Украина отвергает его именно потому, что в самой РФ эта акция стала еще одним тестом на лояльность системе. Причем все засилье военной формы – это ведь не атрибуты даже не личностного переживания, а лишь публичной демонстрации лояльности. Люди в РФ одевают в пилотки детей не потому, что хотят на фронт, а потому что никакой другой попытки забраться под зонтик государственного величия и могущества в кастовом российском обществе больше нет. Слабый гражданин прислоняется к государевому столпу, чтобы не упасть.
Отступники и униаты
До недавнего времени Украина была частью этого дискурса – на правах колониальной окраины "русского мира". Но война запустила процесс переосмысления – мы спорим уже не столько об эстетике, сколько об этике.
Красный мак, 8 мая, уравнивание ветеранов УПА и Красной армии – это ведь логичные элементы украинского нацбилдинга. Того самого, который начинается с оконтуривания внешней границы, с создания системы общих терминов и смыслов для территорий, находящихся внутри пограничных столбов. Украина сводит разнородные региональные числительные к общенациональному знаменателю. Расширяет временные рамки "Великой Отечественной" до "Второй мировой" – потому что история западной Украины не помещается в первый концепт.
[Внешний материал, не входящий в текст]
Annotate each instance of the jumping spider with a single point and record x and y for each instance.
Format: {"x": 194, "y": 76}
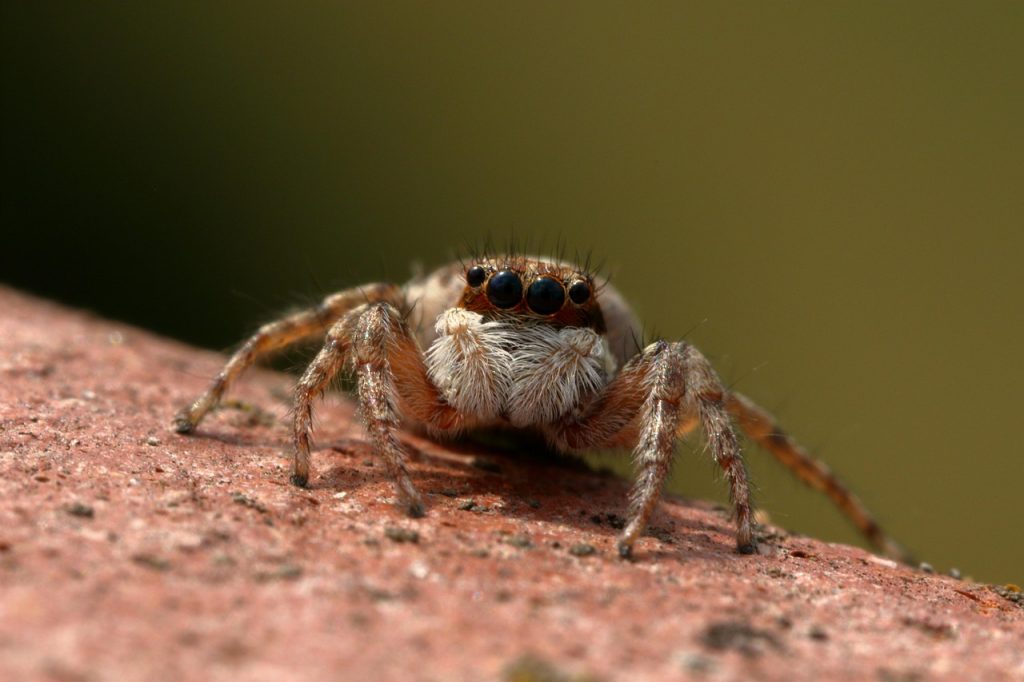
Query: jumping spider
{"x": 528, "y": 343}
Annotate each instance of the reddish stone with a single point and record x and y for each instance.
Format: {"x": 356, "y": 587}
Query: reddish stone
{"x": 129, "y": 552}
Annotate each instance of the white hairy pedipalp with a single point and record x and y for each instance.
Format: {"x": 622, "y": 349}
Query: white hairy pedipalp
{"x": 530, "y": 374}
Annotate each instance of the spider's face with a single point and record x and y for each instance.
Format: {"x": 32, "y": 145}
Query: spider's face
{"x": 532, "y": 291}
{"x": 524, "y": 343}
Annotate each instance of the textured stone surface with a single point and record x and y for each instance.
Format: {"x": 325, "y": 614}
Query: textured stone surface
{"x": 128, "y": 552}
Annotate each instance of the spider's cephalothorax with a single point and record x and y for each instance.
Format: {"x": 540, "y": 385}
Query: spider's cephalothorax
{"x": 527, "y": 343}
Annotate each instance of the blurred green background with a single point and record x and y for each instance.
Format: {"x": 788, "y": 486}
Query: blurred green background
{"x": 826, "y": 197}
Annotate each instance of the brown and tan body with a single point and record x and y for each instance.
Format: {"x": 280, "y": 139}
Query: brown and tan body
{"x": 528, "y": 343}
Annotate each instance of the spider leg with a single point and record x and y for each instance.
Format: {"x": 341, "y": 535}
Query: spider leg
{"x": 390, "y": 373}
{"x": 762, "y": 428}
{"x": 274, "y": 336}
{"x": 669, "y": 386}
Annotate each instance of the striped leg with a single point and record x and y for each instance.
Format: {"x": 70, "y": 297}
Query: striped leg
{"x": 274, "y": 336}
{"x": 390, "y": 371}
{"x": 761, "y": 427}
{"x": 667, "y": 387}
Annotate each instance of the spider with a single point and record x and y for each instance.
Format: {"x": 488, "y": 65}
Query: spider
{"x": 534, "y": 343}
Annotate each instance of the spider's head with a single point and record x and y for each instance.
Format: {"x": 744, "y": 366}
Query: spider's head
{"x": 532, "y": 290}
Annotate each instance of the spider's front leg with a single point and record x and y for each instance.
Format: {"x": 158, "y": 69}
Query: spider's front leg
{"x": 654, "y": 396}
{"x": 390, "y": 372}
{"x": 274, "y": 336}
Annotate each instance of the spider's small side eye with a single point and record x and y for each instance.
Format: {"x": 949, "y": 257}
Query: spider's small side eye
{"x": 580, "y": 292}
{"x": 546, "y": 296}
{"x": 505, "y": 289}
{"x": 475, "y": 275}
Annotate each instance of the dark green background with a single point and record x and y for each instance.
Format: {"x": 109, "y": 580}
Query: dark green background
{"x": 830, "y": 194}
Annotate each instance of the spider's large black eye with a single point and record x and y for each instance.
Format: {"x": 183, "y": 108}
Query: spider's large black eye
{"x": 580, "y": 292}
{"x": 475, "y": 275}
{"x": 546, "y": 296}
{"x": 505, "y": 289}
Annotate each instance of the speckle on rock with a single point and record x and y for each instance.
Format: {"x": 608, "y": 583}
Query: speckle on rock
{"x": 80, "y": 509}
{"x": 399, "y": 535}
{"x": 583, "y": 549}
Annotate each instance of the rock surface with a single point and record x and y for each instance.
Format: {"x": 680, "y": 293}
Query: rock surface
{"x": 128, "y": 552}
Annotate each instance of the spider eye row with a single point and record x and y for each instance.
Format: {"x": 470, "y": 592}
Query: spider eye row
{"x": 545, "y": 296}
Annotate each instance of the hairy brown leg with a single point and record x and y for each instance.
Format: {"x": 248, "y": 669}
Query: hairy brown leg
{"x": 762, "y": 428}
{"x": 659, "y": 391}
{"x": 389, "y": 371}
{"x": 274, "y": 336}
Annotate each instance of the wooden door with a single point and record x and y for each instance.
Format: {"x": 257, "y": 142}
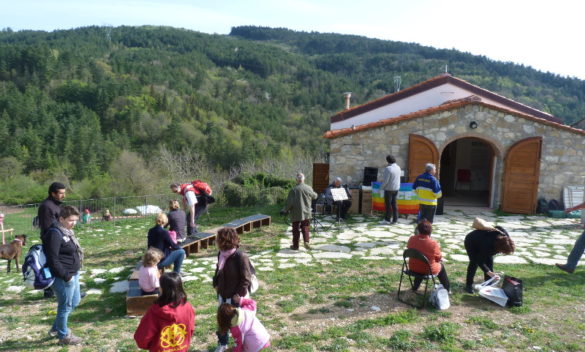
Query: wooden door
{"x": 420, "y": 152}
{"x": 320, "y": 177}
{"x": 521, "y": 175}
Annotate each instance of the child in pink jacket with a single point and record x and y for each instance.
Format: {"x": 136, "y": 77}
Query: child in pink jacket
{"x": 248, "y": 332}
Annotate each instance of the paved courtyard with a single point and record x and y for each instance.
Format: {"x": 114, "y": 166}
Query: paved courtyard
{"x": 538, "y": 239}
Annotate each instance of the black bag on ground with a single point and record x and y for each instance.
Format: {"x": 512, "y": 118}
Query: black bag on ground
{"x": 513, "y": 288}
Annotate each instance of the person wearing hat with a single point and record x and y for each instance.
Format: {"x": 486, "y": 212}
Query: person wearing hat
{"x": 481, "y": 246}
{"x": 578, "y": 248}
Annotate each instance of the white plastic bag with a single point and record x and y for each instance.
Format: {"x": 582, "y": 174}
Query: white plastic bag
{"x": 439, "y": 297}
{"x": 488, "y": 290}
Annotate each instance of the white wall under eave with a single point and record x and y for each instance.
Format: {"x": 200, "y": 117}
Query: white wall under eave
{"x": 424, "y": 100}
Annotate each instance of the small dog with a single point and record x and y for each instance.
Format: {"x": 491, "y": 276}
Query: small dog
{"x": 13, "y": 250}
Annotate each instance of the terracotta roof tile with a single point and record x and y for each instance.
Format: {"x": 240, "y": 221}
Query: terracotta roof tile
{"x": 444, "y": 107}
{"x": 435, "y": 82}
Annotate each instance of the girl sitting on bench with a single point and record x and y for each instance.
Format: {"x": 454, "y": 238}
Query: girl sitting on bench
{"x": 148, "y": 275}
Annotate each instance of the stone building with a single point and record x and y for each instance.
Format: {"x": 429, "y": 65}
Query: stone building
{"x": 490, "y": 150}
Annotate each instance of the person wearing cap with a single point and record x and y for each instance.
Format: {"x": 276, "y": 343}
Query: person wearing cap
{"x": 481, "y": 246}
{"x": 578, "y": 248}
{"x": 428, "y": 190}
{"x": 299, "y": 204}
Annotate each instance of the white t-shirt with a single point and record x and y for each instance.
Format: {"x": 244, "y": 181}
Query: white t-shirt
{"x": 190, "y": 198}
{"x": 148, "y": 278}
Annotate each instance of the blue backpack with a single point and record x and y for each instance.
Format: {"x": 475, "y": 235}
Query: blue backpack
{"x": 37, "y": 275}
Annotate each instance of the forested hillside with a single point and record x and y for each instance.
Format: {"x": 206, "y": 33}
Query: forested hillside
{"x": 79, "y": 104}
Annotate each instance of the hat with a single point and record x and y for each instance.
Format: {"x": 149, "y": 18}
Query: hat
{"x": 481, "y": 224}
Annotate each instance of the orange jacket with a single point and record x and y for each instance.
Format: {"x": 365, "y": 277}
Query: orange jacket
{"x": 430, "y": 248}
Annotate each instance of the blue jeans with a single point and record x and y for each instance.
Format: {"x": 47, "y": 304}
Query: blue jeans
{"x": 68, "y": 298}
{"x": 576, "y": 252}
{"x": 176, "y": 257}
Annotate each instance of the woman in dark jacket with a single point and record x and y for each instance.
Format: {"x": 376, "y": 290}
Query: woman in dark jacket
{"x": 481, "y": 247}
{"x": 159, "y": 238}
{"x": 232, "y": 273}
{"x": 177, "y": 220}
{"x": 64, "y": 256}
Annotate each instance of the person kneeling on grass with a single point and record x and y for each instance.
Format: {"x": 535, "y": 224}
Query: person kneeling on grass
{"x": 423, "y": 243}
{"x": 149, "y": 275}
{"x": 248, "y": 332}
{"x": 170, "y": 322}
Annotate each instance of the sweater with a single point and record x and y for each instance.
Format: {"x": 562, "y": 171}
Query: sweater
{"x": 391, "y": 178}
{"x": 234, "y": 277}
{"x": 61, "y": 253}
{"x": 248, "y": 332}
{"x": 299, "y": 202}
{"x": 159, "y": 238}
{"x": 48, "y": 213}
{"x": 166, "y": 329}
{"x": 430, "y": 248}
{"x": 427, "y": 189}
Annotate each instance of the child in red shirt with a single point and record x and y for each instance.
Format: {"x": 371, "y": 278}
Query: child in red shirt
{"x": 170, "y": 322}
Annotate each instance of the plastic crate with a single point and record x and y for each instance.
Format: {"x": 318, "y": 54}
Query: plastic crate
{"x": 557, "y": 214}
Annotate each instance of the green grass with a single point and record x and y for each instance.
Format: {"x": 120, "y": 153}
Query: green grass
{"x": 321, "y": 307}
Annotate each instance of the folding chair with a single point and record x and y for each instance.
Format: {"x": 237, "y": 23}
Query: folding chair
{"x": 415, "y": 254}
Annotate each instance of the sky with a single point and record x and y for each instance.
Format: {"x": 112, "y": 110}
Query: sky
{"x": 546, "y": 35}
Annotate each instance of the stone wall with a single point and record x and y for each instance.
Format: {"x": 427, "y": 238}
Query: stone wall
{"x": 562, "y": 159}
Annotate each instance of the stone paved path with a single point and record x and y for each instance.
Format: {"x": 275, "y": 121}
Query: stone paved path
{"x": 538, "y": 240}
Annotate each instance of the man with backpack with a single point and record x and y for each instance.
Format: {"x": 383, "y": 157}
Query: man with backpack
{"x": 196, "y": 197}
{"x": 48, "y": 213}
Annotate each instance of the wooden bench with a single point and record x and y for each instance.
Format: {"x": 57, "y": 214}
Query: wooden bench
{"x": 248, "y": 223}
{"x": 138, "y": 304}
{"x": 200, "y": 240}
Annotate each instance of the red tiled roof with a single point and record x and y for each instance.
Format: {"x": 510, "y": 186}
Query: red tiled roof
{"x": 445, "y": 107}
{"x": 435, "y": 82}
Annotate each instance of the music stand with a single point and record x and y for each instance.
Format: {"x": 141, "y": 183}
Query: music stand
{"x": 339, "y": 195}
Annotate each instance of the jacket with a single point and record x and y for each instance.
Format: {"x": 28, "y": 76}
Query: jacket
{"x": 427, "y": 189}
{"x": 177, "y": 222}
{"x": 166, "y": 329}
{"x": 430, "y": 248}
{"x": 391, "y": 178}
{"x": 248, "y": 332}
{"x": 61, "y": 253}
{"x": 299, "y": 202}
{"x": 159, "y": 238}
{"x": 480, "y": 246}
{"x": 234, "y": 277}
{"x": 48, "y": 213}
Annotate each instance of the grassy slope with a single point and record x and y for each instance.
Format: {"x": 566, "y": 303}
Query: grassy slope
{"x": 324, "y": 307}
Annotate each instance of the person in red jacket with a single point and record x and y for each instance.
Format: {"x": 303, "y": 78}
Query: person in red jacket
{"x": 423, "y": 242}
{"x": 170, "y": 322}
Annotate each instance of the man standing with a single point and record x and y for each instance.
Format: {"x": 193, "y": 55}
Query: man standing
{"x": 191, "y": 204}
{"x": 48, "y": 213}
{"x": 391, "y": 186}
{"x": 578, "y": 248}
{"x": 428, "y": 190}
{"x": 343, "y": 205}
{"x": 299, "y": 204}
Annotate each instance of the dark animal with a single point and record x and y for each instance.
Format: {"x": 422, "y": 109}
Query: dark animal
{"x": 13, "y": 250}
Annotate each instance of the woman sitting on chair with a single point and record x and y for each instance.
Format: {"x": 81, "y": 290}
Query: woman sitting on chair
{"x": 423, "y": 243}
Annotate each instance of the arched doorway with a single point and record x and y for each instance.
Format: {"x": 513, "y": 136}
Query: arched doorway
{"x": 466, "y": 172}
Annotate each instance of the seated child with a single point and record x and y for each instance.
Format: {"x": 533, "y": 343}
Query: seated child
{"x": 86, "y": 217}
{"x": 248, "y": 332}
{"x": 148, "y": 275}
{"x": 170, "y": 322}
{"x": 107, "y": 216}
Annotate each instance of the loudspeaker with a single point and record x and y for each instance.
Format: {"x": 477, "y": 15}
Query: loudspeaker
{"x": 370, "y": 175}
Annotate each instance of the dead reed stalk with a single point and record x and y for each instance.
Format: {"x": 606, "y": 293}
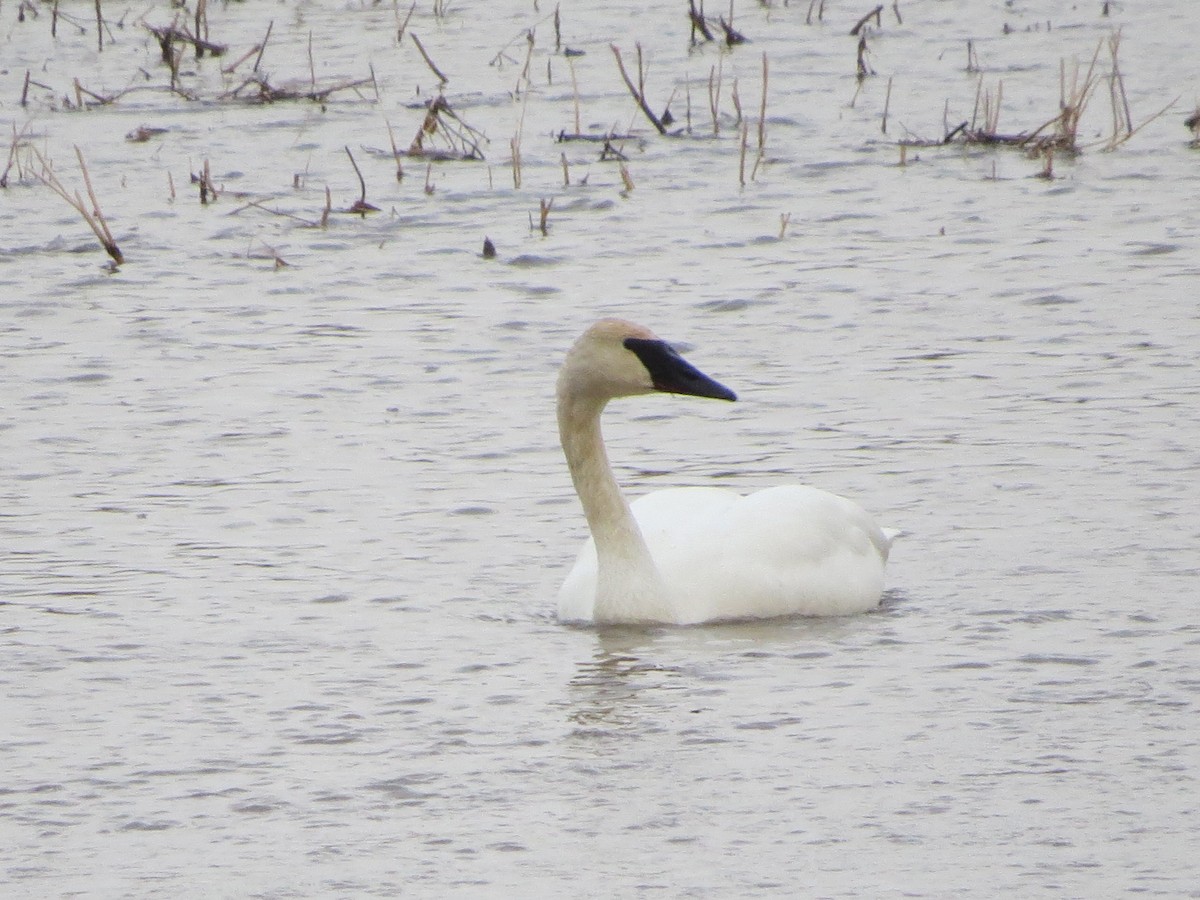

И нет ничего удивительного в том, что этот процесс вызывает аллергию в Москве. Потому что "Великая Отечественная" стала в России настоящей гражданской религией – со своим пантеоном героев и предателей, мучеников и канонической трактовкой событий. Как и в любой религии отступление от канона объявляется ересью и карается отлучением.
Западный обряд отмечания Дня Победы в этом смысле воспринимается в России как эдакий "великоотечественный католицизм". То есть фундамент одинаковый, ключевые вехи схожие, но даты в календарях другие и иконостас мучеников разнится. С близкими иноверцами иногда можно даже общую службу провести, но границы двух вер четко очерчены и любое нарушение конвенции воспринимается как посягательство.
А "украинское обновленчество" воспринимается в Москве как вероотступничество. Как эдакое "великоотечественное униатство", когда обряд может быть и восточный, но самоосознание – западное. А то, что было когда-то "нашим", а потом стало "чужим", воспринимается всегда болезненнее, чем то, что изначально "нашим" никогда не было. Оттого в адрес Киева звучат те слова, которые в адрес Парижа или Лондона никогда не произнесут.
Красный мак обречен теперь быть аллергеном для империи и ее сторонников. Он стал олицетворением интимно-личностного переживания Дня победы. Того самого, который перечеркивает весь имперский пафос и выбивает почву из-под ног у любителей духовных скреп.
Он вытаскивает на свет дискуссию о цене победы. О том, что было до войны и том, что было после нее. Предлагает говорить не о лубочном, а о реальном. К старой дискуссии о том, кто наследует у Советского Союза, добавляет новую – о том, кто наследует у проигравшей Германии.
И то, что плацдармом новой этики и эстетики стала Украина – лишь еще один итог той войны ценностей, что началась три года назад.